2.8.1. Tipos
1º. Total. Quando não conseguimos escrever nada, nem começar uma obra nova, nem dar continuidade a partir de qualquer ponto de uma já iniciada ou mesmo mudar o gênero discursivo (por exemplo, muitas vezes nos sentimos bloqueados escrevendo em verso, mas conseguimos produzir se passamos a escrever em prosa).
2º. Específico. Podemos nos sentir bloqueados em algum ponto específico de uma obra em curso na hora de expressar uma determinada ideia, de encontrar uma palavra que falta, um tom, um estilo, de continuar com a construção da psicologia de uma personagem, de um espaço etc.
2.8.2. Algumas causas
1º. Pela falta de conhecimento
Soluções:
- Aprendendo mais sobre o assunto, evidentemente. Através do estudo, da leitura de outros autores que já tenham abordado a matéria, tentando acumular novas experiências vitais...

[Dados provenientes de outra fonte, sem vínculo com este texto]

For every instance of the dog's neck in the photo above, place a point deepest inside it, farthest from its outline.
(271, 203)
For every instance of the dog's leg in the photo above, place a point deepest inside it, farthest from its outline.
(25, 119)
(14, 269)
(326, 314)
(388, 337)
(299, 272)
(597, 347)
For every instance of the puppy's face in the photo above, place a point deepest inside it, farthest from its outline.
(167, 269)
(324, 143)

- Dando tempo ao tempo. Temos que levar em consideração que o inconsciente possui a faculdade de guardar o desejo de expressar algo durante muito tempo. Por exemplo, pode acontecer que em um primeiro momento, não consigamos achar a forma adequada para uma determinada ideia que surgiu. Mas caso ela seja significativa para nós, ficará guardada, como uma semente que espera as condições adequadas para germinar, de modo que o texto definitivo que expresse essa ideia apareça inclusive anos depois do primeiro desejo de materialização.
Às vezes, o texto não sai no momento em que a ideia surge, simplesmente porque ainda não adquirimos a maturidade literária ou vivencial necessárias para isso. A melhor forma de encarar a situação é com tranquilidade e paciência, conscientes de que no futuro o dilema será resolvido e que não haverá problema algum se, momentaneamente, nos ocuparmos com outras questões.

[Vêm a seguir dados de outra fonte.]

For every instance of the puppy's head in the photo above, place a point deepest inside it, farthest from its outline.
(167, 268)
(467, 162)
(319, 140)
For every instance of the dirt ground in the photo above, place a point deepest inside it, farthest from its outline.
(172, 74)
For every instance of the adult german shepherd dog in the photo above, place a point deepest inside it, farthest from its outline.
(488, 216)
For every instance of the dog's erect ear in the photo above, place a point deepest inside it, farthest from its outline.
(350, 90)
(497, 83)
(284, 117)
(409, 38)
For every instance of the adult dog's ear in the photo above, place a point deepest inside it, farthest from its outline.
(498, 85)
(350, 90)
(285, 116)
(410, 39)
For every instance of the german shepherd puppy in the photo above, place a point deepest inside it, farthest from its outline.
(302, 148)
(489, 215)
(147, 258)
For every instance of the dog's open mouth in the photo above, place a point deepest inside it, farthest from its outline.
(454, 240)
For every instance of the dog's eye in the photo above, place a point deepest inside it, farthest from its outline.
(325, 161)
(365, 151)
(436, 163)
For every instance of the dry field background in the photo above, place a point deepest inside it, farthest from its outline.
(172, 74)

2º. Pelo desequilíbrio emocional ou mental. Estresse, depressão, fadiga, desmotivação, medos etc. A solução é determinar e resolver as causas dos sintomas.

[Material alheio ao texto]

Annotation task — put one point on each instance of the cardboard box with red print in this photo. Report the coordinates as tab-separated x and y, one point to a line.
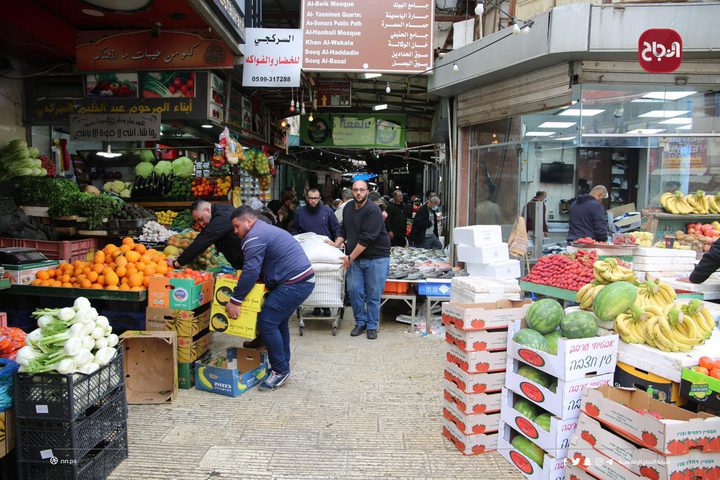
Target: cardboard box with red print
476	340
662	427
555	441
564	402
551	469
469	403
575	359
484	316
638	461
471	424
469	444
474	382
477	362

3º. Pelo descenso natural no ciclo da energia criativa. Há épocas que estamos naturalmente mais predispostos para tarefas de introspecção e outras para a extroversão. Este fenômeno é cíclico e perante ele não há outra opção além da espera. Devemos nos adaptar de acordo com a exigência de cada momento.
2.9. Evolução e mudança
Uma das grandes preocupações para o autor costuma ser a sua própria evolução. Diante disto, pode-se dizer que a poesia muda apenas quando o ser do poeta muda.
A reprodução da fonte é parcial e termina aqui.